The increased organisational complexity drove Parker Hannifin to create a vision for 2025 and identify areas for improvement. With over 60 Finished Goods (FG) warehouses in Europe and a need to simplify, Parker wanted to better understand innovation, optimisation, and how they could leverage robotics to increase efficiencies and improve customer service.
“We wanted to create a better customer experience and explore the future for our footprint in Europe,” said Falkenreck.
That was when Miebach Consulting Group jumped on board. “We structured the project into three phases. The first phase consisted mainly of data crunching and assessment of Parker’s complex network. The second phase dug into network alternatives to identify potential areas for cost, risk, resilience, sustainability, and network improvements. Last but not least, the third phase consisted of establishing the business case,” explained Falkenreck.

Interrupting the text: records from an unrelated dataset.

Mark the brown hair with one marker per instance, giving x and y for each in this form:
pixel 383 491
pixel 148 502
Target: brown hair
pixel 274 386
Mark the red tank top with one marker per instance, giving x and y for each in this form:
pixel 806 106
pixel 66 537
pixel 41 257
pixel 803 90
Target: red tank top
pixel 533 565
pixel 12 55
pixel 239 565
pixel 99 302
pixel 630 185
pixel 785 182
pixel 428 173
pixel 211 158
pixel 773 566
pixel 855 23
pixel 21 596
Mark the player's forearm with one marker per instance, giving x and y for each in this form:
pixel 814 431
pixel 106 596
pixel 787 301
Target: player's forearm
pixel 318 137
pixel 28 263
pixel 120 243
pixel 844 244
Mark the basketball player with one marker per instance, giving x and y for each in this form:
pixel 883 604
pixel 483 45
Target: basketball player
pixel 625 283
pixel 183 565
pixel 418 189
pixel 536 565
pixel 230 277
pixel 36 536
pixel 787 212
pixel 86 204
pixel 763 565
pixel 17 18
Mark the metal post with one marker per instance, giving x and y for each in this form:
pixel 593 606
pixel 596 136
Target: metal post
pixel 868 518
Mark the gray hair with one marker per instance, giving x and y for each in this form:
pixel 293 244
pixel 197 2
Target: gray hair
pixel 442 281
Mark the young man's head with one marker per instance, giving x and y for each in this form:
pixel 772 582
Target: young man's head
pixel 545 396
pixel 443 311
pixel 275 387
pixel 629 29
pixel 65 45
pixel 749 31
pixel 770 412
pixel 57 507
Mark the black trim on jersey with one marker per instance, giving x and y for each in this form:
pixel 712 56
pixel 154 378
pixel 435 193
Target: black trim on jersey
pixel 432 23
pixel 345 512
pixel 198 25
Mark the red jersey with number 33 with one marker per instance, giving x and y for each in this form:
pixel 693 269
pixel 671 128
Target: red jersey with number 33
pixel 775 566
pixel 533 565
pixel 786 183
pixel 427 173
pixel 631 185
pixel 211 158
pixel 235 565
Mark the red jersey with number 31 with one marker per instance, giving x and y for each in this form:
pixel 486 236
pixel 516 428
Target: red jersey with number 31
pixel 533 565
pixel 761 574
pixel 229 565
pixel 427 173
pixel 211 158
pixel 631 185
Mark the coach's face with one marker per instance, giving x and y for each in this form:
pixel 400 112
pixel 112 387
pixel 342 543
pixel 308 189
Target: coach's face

“In the end, Parker looked at over 800 scenarios to evaluate all the possibilities in the Parker Hannifin network to capture and commingle all the different possible network alternatives into one final recommendation.” Miebach interviewed stakeholders to identify supply chain requirements, and after a great amount of analysis, Parker Hannifin reached a final solution.
Falkenreck continued, “There was a very professional approach which I really appreciated. The atmosphere of the project team was just amazing. There was always a willingness to react to demands or changes in the project. As we all know, the journey is never straightforward, there can be surprises, and we get input from here and there. The flexibility Miebach showed enabled us to achieve the results that we did.”
After running the centre of gravity study, Parker Hannifin set the objective of streamlining its EMEA warehouse structure, presenting the need to significantly consolidate logistics activities into centres. This drove a need for warehouse excellence and increasing efficiencies within the facilities.
All together, Parker Hannifin ended up with more than 20 football fields worth of common warehouse activities, which could be reduced by 30 to 40 per cent and increase the manufacturing footprint.
“Stabilizing the network also allowed us to better service customers in an uncertain world – for example, with changes such as Brexit. It has been proven that the stable network we developed enabled us to mitigate potential risks, ensuring they didn’t impact our final customer. In the end, we realised a reduction in transportation activities and lowered transportation costs while increasing reliability,” said Falkenreck.
Parker Hannifin expects that reducing the complexity of the overall network will help them to streamline and simplify workflows across the organisation and further improve customer service.
Falkenreck says that Miebach’s valuable support and guidance were key to Parker Hannifin achieving the results they did. Miebach played a key role in helping Parker Hannifin to manage and align stakeholders, communicating objectives and getting buy-in so they would be open to working collaboratively on new ideas and approaches. This allowed for a quick kick-off and fast and effective deployment of tactics.
Looking forward, Falkenreck explains the results of the centre of gravity study and the vision for 2025. “It’s a map for our organisation to achieve, consisting of multiple layers of dimensions we have to deal with, such as the workforce, innovation, mobile infrastructure and the systems landscape and the rest of the IT world, which plays a key role. And then, of course, the deployment of the centre of gravity study, so there are multiple layers we have to consider and accomplish in the next couple of years.”